Politics & Government
20,000 In Worcester Swindled; Former Telexfree Pres. Sentenced for Billion Dollar Pyramid Scheme
The Ashland man was sentenced for a pyramid scheme.

WORCESTER, MA — It started in 2012, and spread rapidly. By April of 2014, well more more than a million people, 20,000 in Worcester alone, had signed up for Telexfree, a global pyramid schemed disguised as an internet telecom company.
The former president of Telexfree, Inc. James Merrill, 55, of Ashland, was sentenced by U.S. District Court Judge Timothy S. Hillman to six years in prison and three years of supervised release. In October 2016, Merrill pleaded guilty to one count of wire fraud conspiracy and eight counts of wire fraud. He also agreed to forfeit approximately $140 million and other assets.

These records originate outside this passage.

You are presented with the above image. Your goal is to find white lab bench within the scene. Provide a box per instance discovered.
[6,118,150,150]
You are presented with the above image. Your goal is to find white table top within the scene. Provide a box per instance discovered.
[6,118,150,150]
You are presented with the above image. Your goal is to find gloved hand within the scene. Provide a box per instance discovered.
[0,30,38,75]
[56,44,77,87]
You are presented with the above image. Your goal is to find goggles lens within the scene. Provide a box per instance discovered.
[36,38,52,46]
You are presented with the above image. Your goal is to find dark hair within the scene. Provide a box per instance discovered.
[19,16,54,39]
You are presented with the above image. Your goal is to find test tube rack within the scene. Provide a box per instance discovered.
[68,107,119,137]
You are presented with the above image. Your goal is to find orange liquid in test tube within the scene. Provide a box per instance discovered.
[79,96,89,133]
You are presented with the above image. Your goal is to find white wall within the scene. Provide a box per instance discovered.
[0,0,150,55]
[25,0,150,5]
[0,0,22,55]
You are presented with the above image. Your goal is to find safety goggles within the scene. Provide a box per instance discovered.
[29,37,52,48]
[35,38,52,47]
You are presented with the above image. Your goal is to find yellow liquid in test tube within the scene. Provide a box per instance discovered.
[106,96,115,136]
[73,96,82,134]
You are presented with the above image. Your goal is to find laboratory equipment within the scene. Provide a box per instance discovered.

“Despite knowing that Telexfree was a pyramid scheme, Mr. Merrill profited for years at the expense of the hard-working individuals who invested in the fraudulent company,” said Acting U.S. Attorney William D. Weinreb in a statement. “For the hundreds of thousands of investors, here and around the world, who were taken in by the lies promoted by Mr. Merrill and Telexfree, today’s sentence provides a measure of justice. Mr. Merrill’s greed damaged the livelihoods of thousands of people who were simply struggling to make ends meet.”
“While the harm and damage James Merrill caused by stealing more than $3 billion from innocent investors can never be repaired, his victims in more than 240 countries around the world can take some small measure of satisfaction that he is now looking at six years in federal prison and a substantial forfeiture as repayment for his crimes.” said Matthew Etre, special agent in charge of homeland security investigations in Boston, in a statement. “HSI special agents will continue to aggressively investigate those who seek to profit by taking advantage of others.”
According to the U.S. Department of Justice, between February 2012 and April 2014, Merrill was the president of TelexFree, which sold a “voice-over-internet-protocol” (VOIP) telephone service, similar to Skype, for which customers could sign up on a website maintained by TelexFree. TelexFree, however, was a pyramid scheme; all of the money TelexFree paid out came, not from sales of its product, but from new participants paying TelexFree to sign up as “promoters” for the company.
Merrill was featured as the company's leader, an experienced businessman in the telecom field. The "deal" was advertised on websites, with participants paying $1,425 or $339 to sign up with TelexFree, after which they would be paid $100 per week or $20 per week to post classified ads every day on the internet.
The company couched those payments in terms of “buying back” unused VOIP packages the participants were unable to sell, but the reality was that participants were guaranteed an annual return of more 200 percent on their money without having to sell anything, said the press release.
Among other things, emails showed Merrill’s awareness that the ad-posting was intended only to ensure that people visited TelexFree’s web site as opposed to generating actual retail sale of the VOIP product. Participants spent minutes a day cutting and pasting ads into various classified ad sites provided by TelexFree, which were already saturated with thousands of ads posted by earlier participants.
Participants were also given substantial financial incentives to recruit others to join the scheme. To receive bonuses for recruiting others, in theory each participant needed to have one VOIP customer. But in reality, participants met this requirement simply by buying the product themselves and, in 97 percent of instances, never using it. In this way, TelexFree created the illusion that it had hundreds of thousands of legitimate VOIP customers. On paper the company sold about 12.4 million VOIP plans, but in reality it had a tiny number of legitimate customers, an even smaller number of which had actually paid money to TelexFree for the service, continues the release. Overall, the nearly 2 million who participated in TelexFree made 96 percent of their compensation, not from selling the company’s VOIP service, but from ad-posting and recruiting others to join.
In addition to 20,000 in Worcester who were affected by the scheme, thousands more were also hit in Boston, Framingham and Chelsea. Starting in 2013, Merrill was increasingly given warnings that the company was a pyramid scheme, and he began to take steps to change the company's business practice. He never, however, alerted the public.
In December 2013, Merrill wired himself and two co-conspirators a total of $10 million from TelexFree accounts, said the U.S. Department of Justice. On April 14, 2014, Telexfree filed for bankruptcy, at which point it owed approximately $6 billion to its participants, while having only about $120 million on hand (about 2 percent of what it owed). At that point, approximately 1,855,000 participants worldwide lost money in the scheme, with total losses of about $3,045,000,000. Overall, these victims came primarily from the United States (all 50 states), Brazil, China, Portugal, Peru, other Central and South American nations, Italy, and Russia, with smaller victim populations in dozens of other countries.